Un expert en langues étrangères. Le traducteur transpose d’une langue à une autre les textes et les dialogues d’une bande dessinée. Pour sa traduction, il effectue les recherches nécessaires afin d’ajuster le récit au public étranger (argot, proverbes…), mais sans trahir son auteur d’origine.

J’en prends pour combien ?

5 ans après le bac dans une université de lettres qui propose un master pro spécialité « traduction d’édition » ou encore « traduction littéraire. » (Orléans, Marseille, Paris..).

Le candidat idéal ?

Il s’intéresse et connaît bien la culture des pays dont il maîtrise la langue afin d’adapter au mieux la traduction.

Les plus ?

C’est un vrai travail d’auteur et pas du simple mot à mot.




Les moins ?

Les revenus irréguliers dans ce métier où l’on travaille essentiellement sur commande.

Je travaille quand ?

Pour les mêmes raisons, les horaires sont très variables. La traduction d’un album peut prendre de plusieurs jours à plusieurs semaines selon la difficulté du texte.

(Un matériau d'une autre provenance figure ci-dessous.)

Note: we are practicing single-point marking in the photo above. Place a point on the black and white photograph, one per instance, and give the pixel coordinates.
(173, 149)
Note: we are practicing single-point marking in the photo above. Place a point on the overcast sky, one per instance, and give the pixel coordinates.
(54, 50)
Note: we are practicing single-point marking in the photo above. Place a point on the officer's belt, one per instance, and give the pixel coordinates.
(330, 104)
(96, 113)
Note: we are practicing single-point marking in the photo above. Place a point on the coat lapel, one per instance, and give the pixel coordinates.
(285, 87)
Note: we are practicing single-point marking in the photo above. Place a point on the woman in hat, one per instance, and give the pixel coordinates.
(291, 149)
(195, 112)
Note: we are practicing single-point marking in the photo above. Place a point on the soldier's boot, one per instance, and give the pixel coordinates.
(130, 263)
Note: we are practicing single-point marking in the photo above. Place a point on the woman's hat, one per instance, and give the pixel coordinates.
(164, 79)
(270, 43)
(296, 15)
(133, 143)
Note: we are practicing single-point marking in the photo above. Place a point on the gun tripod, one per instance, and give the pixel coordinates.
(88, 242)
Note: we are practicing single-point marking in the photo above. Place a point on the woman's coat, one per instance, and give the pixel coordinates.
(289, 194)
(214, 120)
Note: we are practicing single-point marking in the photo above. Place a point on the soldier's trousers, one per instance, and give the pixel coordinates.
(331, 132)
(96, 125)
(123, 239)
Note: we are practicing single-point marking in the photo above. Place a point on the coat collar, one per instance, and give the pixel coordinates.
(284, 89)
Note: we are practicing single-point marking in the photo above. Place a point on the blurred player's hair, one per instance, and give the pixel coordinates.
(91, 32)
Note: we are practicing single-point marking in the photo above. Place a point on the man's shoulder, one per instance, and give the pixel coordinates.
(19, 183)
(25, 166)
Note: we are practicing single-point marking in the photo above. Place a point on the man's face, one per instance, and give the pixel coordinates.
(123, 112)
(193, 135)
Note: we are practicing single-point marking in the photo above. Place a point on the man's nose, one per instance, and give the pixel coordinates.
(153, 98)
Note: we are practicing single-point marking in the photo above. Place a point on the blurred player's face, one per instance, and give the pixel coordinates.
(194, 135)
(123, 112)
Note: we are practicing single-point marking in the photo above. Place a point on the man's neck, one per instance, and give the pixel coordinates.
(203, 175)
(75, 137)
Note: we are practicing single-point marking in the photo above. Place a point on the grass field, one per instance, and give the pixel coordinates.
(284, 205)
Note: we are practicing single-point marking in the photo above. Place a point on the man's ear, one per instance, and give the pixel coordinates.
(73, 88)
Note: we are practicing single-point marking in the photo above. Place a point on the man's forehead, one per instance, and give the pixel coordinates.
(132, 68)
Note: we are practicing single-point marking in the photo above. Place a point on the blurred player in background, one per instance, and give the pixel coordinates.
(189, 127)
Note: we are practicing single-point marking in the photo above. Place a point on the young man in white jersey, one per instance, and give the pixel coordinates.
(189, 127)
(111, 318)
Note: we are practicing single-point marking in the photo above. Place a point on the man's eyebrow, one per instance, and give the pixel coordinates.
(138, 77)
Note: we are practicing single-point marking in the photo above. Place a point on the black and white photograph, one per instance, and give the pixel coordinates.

Y’a de la place pour moi ?

Peu dans l’édition de bandes dessinées. Toutefois, mondialisation oblige, les besoins dans d’autres secteurs sont de plus en plus importants (informatique, Internet, justice…).

Combien je gagnerais par mois ?

Un traducteur débutant touche 30 à 80 euros par page de 300 mots. Plus rarement, il peut percevoir un pourcentage sur les ventes.